Say you make k products and have a list of potential customers. Assume that you can show each of these potential customers one ad. And that showing them an ad costs nothing. Assume also that you get profits p_1, ..., p_k from each of the k products. What is the optimal targeting strategy?

The goal is to maximize profit. If you didn’t know the probability each customer will buy a product if shown an ad or assume it to be the same across products, then the strategy reduces to showing the ad for the most profitable product to everyone.

If we can estimate the probability the customer will buy each product if they are shown an ad for the product well, we can do better. (We assume that customers won’t buy the product if they don’t see the ad for it.)

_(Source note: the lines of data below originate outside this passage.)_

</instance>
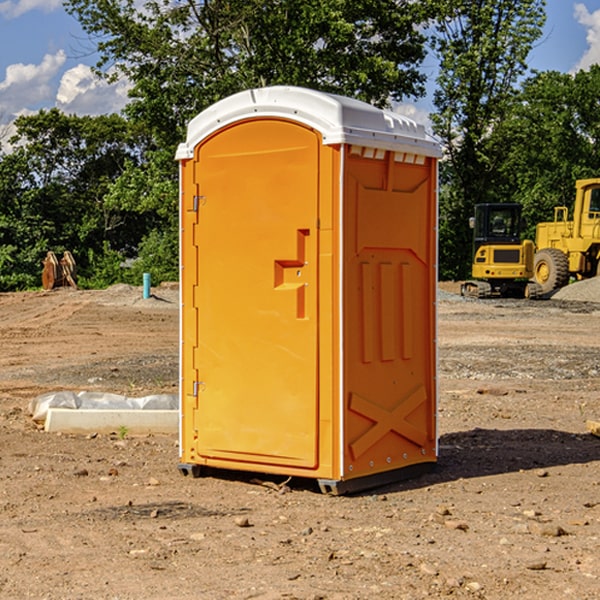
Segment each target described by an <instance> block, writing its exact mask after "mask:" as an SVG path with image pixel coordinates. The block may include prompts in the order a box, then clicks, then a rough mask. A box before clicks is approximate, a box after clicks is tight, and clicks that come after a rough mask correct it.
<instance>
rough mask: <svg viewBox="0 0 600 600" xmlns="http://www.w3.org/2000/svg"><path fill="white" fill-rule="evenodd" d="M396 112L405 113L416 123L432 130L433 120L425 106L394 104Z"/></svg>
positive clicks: (405, 113)
mask: <svg viewBox="0 0 600 600" xmlns="http://www.w3.org/2000/svg"><path fill="white" fill-rule="evenodd" d="M394 112H397V113H398V114H400V115H404V116H405V117H408V118H409V119H412V120H413V121H415V122H416V123H419V124H421V125H424V126H425V129H427V131H430V130H431V120H430V118H429V111H428V110H426V109H425V108H422V107H420V106H419V105H417V104H408V103H401V104H397V105H395V106H394Z"/></svg>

When k = 1, the optimal strategy is to target everyone. Now let’s solve it for when k = 2. A customer can either buy \(k_0\) or k_1 or buy nothing at all.

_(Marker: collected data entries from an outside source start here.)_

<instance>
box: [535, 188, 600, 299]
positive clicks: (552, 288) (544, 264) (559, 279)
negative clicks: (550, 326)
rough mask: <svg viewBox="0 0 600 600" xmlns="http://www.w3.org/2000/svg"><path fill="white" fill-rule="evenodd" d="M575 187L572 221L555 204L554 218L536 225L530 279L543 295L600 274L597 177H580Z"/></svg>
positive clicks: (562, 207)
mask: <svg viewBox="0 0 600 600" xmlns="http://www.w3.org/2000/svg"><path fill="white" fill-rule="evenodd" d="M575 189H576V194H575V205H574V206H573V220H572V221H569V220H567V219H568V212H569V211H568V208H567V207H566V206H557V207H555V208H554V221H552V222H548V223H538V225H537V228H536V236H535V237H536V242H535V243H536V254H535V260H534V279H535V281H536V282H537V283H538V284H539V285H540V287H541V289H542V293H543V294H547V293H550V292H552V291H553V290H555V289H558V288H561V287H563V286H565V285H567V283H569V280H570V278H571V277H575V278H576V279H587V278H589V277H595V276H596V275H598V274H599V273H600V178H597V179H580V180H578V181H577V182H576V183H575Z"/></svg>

If everyone is shown k_0, the profits are p_0*prob_i_0_true where prob_i_0_true gives the true probability of the ith person buying k_0 when shown an ad for it. And if everyone is shown k_1 ad, the profits are p_1*prob_i_1_true. The net utility calc. for each customer = p_1*prob_i_1 – p_0*prob_i_0. (We generally won’t know prob_i but would estimate it from data and hence the subscript true is not there.) You can recover two numbers from this. One is how to target—pick whichever number is bigger for each customer. Another is in what order to target in: sort by absolute value.

Calculating the Benefits of Targeting

If you don’t target, the best case scenario is that you earn the bigger of the two numbers: p_1*prob_i_1_true, p_0*prob_i_0_true

If you target well (estimate probabilities well), you will recover something that is as good or better than that.

Since we generally won’t have the true probabilities, the best way to estimate the benefit of targeting is via A/B testing. But if you can’t do that, one estimate =

No Targeting estimate = Larger of p_1*prob_i_1, p_0*prob_i_0
Targeting estimate = Sum over all i
p_1*prob_i_1 if p_1*prob_i_1 > p_0*prob_i_0
p_0*prob_i_0 if p_1*prob_i_1 < p_0*prob_i_0
Similar calculations can be done for deriving estimates of the value of better targeting.